神戸製鋼事件を考える(続き5)

神戸製鋼が批判されるポイントの一つに、長期間広範な問題を経営層(の一部)が知らなかった、また知らなかったとすることで現場に責任を押し付けたかのように見える、という点がありました。神戸製鋼の経営層が無責任無関心だったとは思いませんし、知りたくても知らなかったというのは、偽らざる本音だと思います。経営層と現場の関係について記載された次の記事に、納得しました。
http://monoist.atmarkit.co.jp/mn/articles/1801/05/news039.html

このような関係が本当であったとして、これまで現場任せになっていた品質管理について、経営層はどう関与すれば良いのでしょうか。さらに取締役会が関与する必要はあるのでしょうか。また必要があるとしてもどう関与したら良いのでしょうか。経営層や取締役会が品質管理の現場プロセスに入り込んで行くことは無理ですし、必要もないと思います。しかし、報告を受け、問題を把握し、対策をとることができるだけの関与は必要でしょう。品質管理は技術知識を必要としますが、技術者集団ではない経営層や取締役会は、何を共通言語にして対話をしたら良いのでしょうか。

神戸製鋼最終報告書P62には、次のくだりがあります。
「各事業部門の製品の出荷判定を行う品質保証部署を統括するとともに、事業部横断的に品質監査を行う目的で2018年1月1日に本社組織として品質統括部を設置した。また、各事業部門の品質保証に係る情報(品質経営指標、クレーム等)の収集と課題の把握を行い、それらを定期的に経営幹部に報告・共有することにより品質保証体制強化に係る全社施策につなげる。」
「品質経営指標」とはどのようなものか分かりませんが、共通言語を設定して、対話をして行くことが宣言されているのだと捉えました。

また、同P69には次のくだりがあります。
「不適切行為そのものは製造後の検査やその後の処理の過程で発生したが、顧客仕様に対する自社の工程能力を受注時に把握できていなかったことが、不適切行為の動機につながったと考えられる。そこで、素材系事業において工程能力を示す工程能力指数や種々の管理図等の統計的手法の活用を図る。」
工程能力指数や管理図といった、品質管理のツールを使って、ブラックボックス化した現場品質管理の透明性を高め、非専門家にも説明できるだけの客観性を持たせる方針であると解しました。経営層や取締役会も、手法の基礎的な知識は押さえ、報告を理解する素養が求められていると思います。

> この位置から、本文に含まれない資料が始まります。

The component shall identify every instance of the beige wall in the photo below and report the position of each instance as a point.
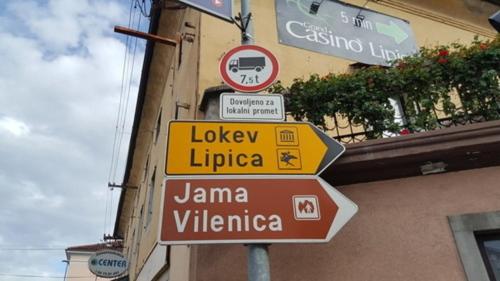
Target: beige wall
(401, 232)
(78, 268)
(173, 76)
(171, 83)
(219, 37)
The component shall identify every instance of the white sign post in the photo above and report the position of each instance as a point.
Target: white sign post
(263, 107)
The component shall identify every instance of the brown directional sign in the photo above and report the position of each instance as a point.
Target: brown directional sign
(258, 210)
(248, 148)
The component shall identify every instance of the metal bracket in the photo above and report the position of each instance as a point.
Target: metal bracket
(148, 36)
(243, 25)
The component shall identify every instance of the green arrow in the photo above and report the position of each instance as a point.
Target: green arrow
(393, 30)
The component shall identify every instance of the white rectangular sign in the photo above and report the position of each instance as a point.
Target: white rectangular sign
(243, 106)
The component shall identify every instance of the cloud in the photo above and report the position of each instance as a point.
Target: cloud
(60, 84)
(13, 126)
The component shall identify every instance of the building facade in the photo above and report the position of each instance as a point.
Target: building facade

日本の製造業の高い品質に不安の影が立ち込めています。これに立ち向かうイニシアチブも始まっています。一般財団法人日本科学技術連盟に、品質経営懇話会ができたそうです。
https://www.juse.jp/konwakai/about/
「経営トップの品質経営への意識向上と品質担当役員の役割・必要性を認識・実践していただき、現状の品質管理の在り方だけでなく、経営者層が実践しなければならないTQMの姿をも議論して参りたいと考えております。」
経営層に必要な素養が議論されるものと期待しています。